There are other smaller hacks that I continue to try. One of the best sources are blogs by other practitioners. For example, Better Humans published a post on how to change your iPhone’s configuration to be more productive. I have an Android phone but still found several nuggets to apply, such as using a better calculator app (how many times do you use yours?).

Yes, there is a dark side to life hacking. I have found that if I keep my personal goals in mind (such as quality family time, less stress, better health), it keeps the hacks themselves from being the priority.

What is my next hack to try? I am always on the lookout, so let me know one that has worked for you, regardless of what age you are.
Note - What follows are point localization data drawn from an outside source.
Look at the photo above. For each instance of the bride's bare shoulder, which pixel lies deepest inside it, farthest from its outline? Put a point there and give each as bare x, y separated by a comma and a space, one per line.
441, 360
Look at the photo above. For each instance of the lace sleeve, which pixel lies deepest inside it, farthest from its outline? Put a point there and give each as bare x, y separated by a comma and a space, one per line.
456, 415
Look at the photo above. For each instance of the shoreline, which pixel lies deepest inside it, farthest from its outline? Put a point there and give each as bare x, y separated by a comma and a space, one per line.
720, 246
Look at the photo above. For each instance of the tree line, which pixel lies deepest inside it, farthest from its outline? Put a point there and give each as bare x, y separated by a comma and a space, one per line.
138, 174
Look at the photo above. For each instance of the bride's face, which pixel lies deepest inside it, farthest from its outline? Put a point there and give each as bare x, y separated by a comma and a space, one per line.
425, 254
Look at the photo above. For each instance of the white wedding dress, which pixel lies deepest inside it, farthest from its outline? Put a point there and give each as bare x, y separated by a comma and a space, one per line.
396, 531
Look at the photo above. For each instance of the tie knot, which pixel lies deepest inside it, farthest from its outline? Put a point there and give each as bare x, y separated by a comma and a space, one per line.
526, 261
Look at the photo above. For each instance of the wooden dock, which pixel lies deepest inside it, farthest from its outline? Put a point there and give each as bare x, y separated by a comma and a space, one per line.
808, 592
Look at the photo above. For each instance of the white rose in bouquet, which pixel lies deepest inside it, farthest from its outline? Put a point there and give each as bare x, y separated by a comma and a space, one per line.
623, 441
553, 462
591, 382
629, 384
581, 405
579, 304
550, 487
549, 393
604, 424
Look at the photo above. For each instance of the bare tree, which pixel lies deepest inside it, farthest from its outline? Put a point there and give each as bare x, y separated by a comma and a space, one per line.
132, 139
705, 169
Categories: Fun, Technology

1 reply »

  1. Your clever vernacular definitely has modern twists I’ve never encountered such as: “Amazon ecosystem” and “car porn”. I too sometimes feel I’m in that in-between stage like you, having a growth mindset which makes me eager to try new pedagogies in my teaching career (which are often uncomfortable for my same-aged peer group), yet I’m back in college with students who could be my children and are at very different life stages and experience levels than I am. I can relate more to my professors, who seem more like colleagues, and share my quest for relevant knowledge. Life is full of exceptions, and I think I’d like to celebrate your unique skills and perspective. You have a lot to offer the right company who will find your experience and vision is exactly what they need to move up to the next level.